The Invoke-WebRequest cmdlet is a command in PowerShell that allows you to send HTTP and HTTPS requests to web servers and retrieve the response. It is primarily used for web scraping, automating web tasks, and interacting with web-based APIs.
With Invoke-WebRequest, you can perform various actions such as downloading web content, submitting forms, sending headers, handling cookies, and more. It provides a way to interact with web pages and retrieve HTML or other data from them.
Table of Contents
Invoke-WebRequest: The Basics
This cmdlet was introduced in Windows PowerShell 3.0. It has different aliases depending on the PowerShell edition you’re using.
In Windows PowerShell, the Invoke-WebRequest cmdlet aliases are curl, iwr, and wget.
In PowerShell Core, the alias is limited to iwr.
The basic usage of Invoke-WebRequest is retrieving the webpage. The only required information is the URL.
Invoke-WebRequest -Uri <website URL>
For example, I’ll download the https://theitbros.com website and save it to the $web variable.
Note.

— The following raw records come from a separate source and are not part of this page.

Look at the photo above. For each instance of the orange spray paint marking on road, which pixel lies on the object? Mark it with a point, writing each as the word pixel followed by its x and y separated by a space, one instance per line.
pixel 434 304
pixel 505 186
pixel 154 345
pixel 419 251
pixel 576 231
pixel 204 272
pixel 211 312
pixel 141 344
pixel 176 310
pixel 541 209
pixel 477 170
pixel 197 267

If the command has hanged when using Windows PowerShell, append the -UseBasicParsing switch:
$web = Invoke-WebRequest -Uri https://theitbros.com -UseBasicParsing
Next, Let’s find out the resulting data type:
$web.GetType()
The resulting object is a BasicHtmlWebResponseObject data type.
What properties does this object have?
$web | Get-Member -MemberType Properties
You can already guess by the properties listed in the above screenshot the type of data you can get from each property.
For example, the Content property contains the HTML code of the webpage. While the RawContent property also includes the HTML code, including the headers.
The Images and Links properties contain information about the images and links on the website.
Web Scraping
Web scraping refers to the automated process of extracting information or data from websites. It involves writing code to retrieve specific data from web pages and saving it in a structured format, such as a spreadsheet or a database.
Web scraping enables you to gather data from multiple sources quickly and efficiently without the need for manual copying and pasting.
Using Invoke-WebRequest, or any other tool, to do web scraping is not a one-size fits all process. You need patience, apart from your code-analyzing skills.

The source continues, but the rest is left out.